The graphic is dominated by shape and content, as it was in the early range. Both the first range’s black surface and this later release’s blossom white surface, in combination with the art of its manufacturing (even surfaces and intersections), help to differentiate the items and have shelf presence. All of this fits neatly into the emerging super-premium market, where form, structure, texture, and finish are increasingly becoming integral elements of the tale, rather than just surfaces on which to present it.
Printing isn’t something you’re going to do before the template is done. But you’re supposed to worry about this way before you get to that point! It’s not only connecting to a printer that can make sure you’re solid on printing costs, so they’ll be able to send you detailed details that will help the designer plan files.
A few packaging and creative topics you’re going to want to talk about:
If you are using a regular package or sticker, printers should be able to include dieline templates that can be exchanged with the designer.
Your printer is going to need a vector format. If you need to be a layered file? Are you supposed to have cut-lines or not? A print-ready file (usually Adobe Illustrator (.ai), Photoshop (.psd), PDF or EPS) should be given to the designer. You will not be able to access these files if you do not have the correct program, but your printer would be able to do so. The designer can also deliver graphic mockups in a PNG or JPG format (which everyone can open). Make sure you understand which file forms are what you will deliver to the right people.
Some printers would be able to fit every Pantone hue. Others (especially less costly options) would have a small color palette for you to work with.
What kind of printer do you use? If they are reversed, what is the minimum order number? How are the prices scaled?
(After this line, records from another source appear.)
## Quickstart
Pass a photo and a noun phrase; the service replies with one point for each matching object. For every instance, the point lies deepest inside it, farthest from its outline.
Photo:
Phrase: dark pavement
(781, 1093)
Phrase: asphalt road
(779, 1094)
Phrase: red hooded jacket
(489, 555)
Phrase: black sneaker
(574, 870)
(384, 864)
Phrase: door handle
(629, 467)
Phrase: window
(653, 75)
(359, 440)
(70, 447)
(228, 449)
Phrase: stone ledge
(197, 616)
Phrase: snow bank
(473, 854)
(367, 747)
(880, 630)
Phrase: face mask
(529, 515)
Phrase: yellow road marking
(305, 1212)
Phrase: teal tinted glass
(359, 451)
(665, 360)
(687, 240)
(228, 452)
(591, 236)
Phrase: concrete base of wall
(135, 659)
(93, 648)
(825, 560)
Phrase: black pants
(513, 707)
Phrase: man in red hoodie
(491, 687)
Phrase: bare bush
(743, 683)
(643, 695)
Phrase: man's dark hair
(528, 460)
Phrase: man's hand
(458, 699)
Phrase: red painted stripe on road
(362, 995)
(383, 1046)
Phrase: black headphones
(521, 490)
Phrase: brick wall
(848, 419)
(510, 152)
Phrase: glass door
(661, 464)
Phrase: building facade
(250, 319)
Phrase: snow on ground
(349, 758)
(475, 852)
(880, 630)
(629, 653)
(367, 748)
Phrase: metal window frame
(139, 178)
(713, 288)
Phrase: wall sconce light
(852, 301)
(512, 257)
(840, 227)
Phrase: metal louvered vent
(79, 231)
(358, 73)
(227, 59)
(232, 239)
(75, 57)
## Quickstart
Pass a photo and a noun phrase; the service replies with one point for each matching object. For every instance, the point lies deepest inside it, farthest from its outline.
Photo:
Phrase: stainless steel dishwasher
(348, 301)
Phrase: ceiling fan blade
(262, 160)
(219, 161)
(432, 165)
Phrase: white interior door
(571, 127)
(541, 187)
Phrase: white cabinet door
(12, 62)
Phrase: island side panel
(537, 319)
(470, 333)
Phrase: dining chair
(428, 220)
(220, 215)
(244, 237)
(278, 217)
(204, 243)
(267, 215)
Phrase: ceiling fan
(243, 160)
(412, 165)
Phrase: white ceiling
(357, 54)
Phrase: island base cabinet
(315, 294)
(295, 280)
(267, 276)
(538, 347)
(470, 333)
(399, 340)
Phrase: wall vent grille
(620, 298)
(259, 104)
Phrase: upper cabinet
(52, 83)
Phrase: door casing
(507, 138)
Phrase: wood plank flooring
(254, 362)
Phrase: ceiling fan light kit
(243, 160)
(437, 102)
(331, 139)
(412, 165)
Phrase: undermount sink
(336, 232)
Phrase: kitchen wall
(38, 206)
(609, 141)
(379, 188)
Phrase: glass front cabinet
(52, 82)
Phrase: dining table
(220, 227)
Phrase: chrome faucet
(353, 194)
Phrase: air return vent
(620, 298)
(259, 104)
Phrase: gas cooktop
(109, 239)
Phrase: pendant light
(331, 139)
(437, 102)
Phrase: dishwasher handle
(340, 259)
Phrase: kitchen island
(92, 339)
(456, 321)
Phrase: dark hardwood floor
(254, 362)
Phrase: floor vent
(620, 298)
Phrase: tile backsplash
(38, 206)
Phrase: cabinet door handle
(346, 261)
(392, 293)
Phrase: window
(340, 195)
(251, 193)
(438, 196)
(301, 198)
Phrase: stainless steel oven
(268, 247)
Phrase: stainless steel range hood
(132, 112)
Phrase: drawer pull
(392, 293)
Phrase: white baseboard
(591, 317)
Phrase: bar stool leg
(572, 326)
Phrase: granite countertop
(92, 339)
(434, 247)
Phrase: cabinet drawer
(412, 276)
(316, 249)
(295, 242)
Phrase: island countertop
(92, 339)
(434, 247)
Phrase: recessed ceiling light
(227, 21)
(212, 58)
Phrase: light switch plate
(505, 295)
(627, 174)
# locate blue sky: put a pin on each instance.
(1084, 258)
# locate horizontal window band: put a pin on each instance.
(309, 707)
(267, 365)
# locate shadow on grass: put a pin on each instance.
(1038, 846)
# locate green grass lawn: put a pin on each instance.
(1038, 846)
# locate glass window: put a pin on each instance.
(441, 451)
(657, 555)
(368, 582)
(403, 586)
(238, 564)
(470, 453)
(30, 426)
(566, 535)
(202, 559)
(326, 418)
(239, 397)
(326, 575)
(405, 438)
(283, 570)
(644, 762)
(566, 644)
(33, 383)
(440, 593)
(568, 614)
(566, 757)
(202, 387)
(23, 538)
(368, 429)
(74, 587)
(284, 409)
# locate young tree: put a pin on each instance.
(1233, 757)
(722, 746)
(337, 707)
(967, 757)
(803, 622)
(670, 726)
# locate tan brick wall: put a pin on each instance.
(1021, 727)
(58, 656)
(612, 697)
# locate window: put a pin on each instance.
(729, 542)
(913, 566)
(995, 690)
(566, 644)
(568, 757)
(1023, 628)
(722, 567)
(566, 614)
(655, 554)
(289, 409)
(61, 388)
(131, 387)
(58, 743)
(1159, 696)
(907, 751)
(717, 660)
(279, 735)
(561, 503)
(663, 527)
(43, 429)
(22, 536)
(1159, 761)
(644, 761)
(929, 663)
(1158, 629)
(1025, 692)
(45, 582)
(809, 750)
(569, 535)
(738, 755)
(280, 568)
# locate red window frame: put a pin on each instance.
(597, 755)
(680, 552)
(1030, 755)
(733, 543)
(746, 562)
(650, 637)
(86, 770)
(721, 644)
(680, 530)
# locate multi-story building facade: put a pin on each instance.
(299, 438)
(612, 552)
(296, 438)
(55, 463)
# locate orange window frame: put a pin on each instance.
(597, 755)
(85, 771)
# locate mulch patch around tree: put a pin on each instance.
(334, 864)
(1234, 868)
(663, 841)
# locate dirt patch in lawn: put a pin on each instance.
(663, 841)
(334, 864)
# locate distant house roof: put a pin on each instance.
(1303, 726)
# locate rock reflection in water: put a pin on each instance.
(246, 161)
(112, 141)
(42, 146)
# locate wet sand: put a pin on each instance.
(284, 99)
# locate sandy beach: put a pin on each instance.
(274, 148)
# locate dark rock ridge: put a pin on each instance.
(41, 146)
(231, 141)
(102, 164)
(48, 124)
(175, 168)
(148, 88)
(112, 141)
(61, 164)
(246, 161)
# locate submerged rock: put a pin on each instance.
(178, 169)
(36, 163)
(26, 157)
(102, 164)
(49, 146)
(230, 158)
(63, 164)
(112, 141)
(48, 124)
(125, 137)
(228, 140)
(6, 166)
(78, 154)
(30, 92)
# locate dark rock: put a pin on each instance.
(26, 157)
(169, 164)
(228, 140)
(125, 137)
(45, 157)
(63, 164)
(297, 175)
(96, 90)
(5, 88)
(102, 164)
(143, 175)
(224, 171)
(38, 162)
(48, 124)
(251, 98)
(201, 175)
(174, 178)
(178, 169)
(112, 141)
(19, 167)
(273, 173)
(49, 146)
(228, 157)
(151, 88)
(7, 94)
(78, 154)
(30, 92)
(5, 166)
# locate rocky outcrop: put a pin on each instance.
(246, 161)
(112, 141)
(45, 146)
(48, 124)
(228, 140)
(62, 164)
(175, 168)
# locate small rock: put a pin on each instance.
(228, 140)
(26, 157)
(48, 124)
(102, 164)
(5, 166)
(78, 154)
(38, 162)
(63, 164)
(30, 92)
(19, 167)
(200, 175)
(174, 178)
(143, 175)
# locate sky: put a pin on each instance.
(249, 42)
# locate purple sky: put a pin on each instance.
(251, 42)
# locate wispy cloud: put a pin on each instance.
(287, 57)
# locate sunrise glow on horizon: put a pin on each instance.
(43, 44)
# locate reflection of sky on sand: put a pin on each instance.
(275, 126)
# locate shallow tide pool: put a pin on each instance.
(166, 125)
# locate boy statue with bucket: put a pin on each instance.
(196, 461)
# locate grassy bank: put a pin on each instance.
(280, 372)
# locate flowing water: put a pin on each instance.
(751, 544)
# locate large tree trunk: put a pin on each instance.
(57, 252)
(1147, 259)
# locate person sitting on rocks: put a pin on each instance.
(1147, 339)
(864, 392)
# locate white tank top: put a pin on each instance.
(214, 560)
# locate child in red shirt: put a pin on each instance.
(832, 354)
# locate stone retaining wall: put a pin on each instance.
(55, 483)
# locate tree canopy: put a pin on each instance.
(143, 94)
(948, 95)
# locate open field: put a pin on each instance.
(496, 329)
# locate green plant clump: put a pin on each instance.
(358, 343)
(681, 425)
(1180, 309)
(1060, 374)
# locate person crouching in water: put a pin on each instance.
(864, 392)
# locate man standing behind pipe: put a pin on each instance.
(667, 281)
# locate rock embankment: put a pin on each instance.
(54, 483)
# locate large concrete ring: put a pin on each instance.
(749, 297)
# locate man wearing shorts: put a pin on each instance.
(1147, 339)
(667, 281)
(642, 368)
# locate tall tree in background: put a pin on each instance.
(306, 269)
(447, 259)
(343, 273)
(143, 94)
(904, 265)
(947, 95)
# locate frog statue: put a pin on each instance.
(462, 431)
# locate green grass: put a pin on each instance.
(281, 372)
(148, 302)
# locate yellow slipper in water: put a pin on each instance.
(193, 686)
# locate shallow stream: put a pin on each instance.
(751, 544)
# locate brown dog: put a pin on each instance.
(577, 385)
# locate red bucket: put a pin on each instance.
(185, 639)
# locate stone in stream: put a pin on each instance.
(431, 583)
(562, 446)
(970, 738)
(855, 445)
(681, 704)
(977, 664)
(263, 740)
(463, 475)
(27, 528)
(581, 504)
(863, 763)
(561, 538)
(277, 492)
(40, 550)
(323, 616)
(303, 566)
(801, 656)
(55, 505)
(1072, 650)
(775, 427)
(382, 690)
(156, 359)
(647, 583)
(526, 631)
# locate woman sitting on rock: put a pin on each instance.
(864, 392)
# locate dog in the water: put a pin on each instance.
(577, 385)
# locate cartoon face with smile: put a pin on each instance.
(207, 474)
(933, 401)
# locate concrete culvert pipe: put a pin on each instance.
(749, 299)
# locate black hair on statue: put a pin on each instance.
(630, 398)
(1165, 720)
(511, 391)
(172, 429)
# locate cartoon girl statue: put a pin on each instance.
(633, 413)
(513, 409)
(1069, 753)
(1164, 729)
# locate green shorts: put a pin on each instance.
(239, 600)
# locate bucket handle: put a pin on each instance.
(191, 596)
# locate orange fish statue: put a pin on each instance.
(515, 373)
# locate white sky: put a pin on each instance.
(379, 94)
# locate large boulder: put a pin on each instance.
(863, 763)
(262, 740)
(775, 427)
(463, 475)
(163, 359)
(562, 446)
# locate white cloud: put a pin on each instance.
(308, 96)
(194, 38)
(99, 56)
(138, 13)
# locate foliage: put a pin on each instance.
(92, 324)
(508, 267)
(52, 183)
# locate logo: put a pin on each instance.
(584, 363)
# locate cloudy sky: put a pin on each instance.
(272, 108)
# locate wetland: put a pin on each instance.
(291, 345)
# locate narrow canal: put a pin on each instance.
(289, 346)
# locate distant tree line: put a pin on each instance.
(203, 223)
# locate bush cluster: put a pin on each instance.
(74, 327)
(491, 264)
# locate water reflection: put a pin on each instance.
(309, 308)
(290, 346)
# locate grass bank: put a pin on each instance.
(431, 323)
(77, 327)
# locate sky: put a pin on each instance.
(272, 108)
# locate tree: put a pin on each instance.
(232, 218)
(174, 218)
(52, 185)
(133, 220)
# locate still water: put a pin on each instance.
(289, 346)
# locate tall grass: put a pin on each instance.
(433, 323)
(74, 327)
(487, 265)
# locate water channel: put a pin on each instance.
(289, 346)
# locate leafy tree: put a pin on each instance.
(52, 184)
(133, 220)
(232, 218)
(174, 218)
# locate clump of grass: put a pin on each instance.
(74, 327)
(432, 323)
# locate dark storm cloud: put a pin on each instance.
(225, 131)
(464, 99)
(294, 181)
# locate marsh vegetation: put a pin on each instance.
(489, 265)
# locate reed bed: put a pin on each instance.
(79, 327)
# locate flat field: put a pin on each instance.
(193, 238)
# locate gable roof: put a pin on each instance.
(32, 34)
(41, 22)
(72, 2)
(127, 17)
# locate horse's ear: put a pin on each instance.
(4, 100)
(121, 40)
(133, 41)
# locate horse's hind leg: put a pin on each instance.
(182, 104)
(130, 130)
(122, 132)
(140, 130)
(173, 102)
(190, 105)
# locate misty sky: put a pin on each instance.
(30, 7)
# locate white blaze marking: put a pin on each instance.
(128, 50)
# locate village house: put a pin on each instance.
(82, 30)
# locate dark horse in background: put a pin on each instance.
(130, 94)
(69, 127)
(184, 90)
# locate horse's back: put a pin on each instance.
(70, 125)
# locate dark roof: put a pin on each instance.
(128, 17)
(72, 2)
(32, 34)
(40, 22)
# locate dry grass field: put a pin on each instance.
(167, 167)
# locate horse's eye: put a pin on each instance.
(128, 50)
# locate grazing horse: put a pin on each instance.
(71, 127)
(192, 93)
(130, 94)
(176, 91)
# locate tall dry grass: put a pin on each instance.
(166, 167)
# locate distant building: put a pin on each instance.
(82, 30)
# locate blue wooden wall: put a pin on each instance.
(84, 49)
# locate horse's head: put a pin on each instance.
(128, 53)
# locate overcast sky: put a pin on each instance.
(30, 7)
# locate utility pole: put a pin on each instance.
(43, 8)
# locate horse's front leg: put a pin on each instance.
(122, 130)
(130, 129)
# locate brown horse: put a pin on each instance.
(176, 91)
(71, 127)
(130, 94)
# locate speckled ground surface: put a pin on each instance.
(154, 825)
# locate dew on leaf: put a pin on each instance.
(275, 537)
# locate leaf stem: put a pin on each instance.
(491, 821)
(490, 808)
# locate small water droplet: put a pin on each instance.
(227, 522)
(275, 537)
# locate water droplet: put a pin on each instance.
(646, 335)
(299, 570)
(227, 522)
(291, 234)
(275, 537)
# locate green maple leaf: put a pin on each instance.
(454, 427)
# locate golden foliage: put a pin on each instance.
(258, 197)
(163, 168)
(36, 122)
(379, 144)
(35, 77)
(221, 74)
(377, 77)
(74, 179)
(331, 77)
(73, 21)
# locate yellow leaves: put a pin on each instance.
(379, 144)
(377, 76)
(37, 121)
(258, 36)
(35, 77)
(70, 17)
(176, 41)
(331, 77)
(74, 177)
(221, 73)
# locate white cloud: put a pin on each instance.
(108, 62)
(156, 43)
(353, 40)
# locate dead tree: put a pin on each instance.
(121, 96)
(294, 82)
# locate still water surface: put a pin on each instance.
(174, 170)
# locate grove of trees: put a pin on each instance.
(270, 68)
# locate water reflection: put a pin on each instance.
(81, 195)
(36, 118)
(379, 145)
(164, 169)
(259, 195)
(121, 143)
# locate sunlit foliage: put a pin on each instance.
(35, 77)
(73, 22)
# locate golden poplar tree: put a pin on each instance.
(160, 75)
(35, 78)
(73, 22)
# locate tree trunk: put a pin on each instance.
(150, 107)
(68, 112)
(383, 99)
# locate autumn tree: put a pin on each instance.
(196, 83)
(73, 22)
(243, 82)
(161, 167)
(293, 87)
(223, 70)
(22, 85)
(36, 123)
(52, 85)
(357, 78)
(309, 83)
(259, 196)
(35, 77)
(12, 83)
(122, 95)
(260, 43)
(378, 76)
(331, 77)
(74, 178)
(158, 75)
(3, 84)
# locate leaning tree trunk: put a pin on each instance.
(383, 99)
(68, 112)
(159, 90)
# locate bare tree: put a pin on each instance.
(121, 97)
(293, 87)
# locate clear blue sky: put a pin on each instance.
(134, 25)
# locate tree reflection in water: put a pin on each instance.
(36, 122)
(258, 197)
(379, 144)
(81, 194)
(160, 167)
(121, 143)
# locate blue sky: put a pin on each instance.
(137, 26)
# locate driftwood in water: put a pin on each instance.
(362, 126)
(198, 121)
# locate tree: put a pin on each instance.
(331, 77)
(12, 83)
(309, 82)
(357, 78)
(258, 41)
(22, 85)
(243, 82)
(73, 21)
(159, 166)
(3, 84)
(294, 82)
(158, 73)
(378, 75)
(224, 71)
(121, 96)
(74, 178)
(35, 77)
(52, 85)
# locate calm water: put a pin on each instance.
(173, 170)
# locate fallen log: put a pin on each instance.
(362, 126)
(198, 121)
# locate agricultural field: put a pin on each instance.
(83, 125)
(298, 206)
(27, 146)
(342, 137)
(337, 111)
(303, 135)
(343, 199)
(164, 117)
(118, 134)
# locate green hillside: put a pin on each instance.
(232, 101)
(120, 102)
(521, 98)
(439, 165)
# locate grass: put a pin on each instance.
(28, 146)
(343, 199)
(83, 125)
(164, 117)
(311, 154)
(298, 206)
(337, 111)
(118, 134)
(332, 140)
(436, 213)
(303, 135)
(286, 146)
The effect is a piece that is vibrant in color and shape, with fine material detail to follow. On the inside surfaces of the sleeve, knowledge is sequenced and the experience is controlled over time. In this way, packaging becomes more performative and unforgettable in relation to the opening experience. It constructs the story alongside realistic concerns, with meaning implied in a variety of ways other than the familiar and increasingly prevalent foiling. The TTHC logo now looks a little dislodged from a much more advanced packaging experience, and this also applies to the monitoring of Rare Harvest on the jar, where the graphic falls short. There are tiny information that show how the brand is evolving into an elegant overall experience rather than relying solely on the graphic.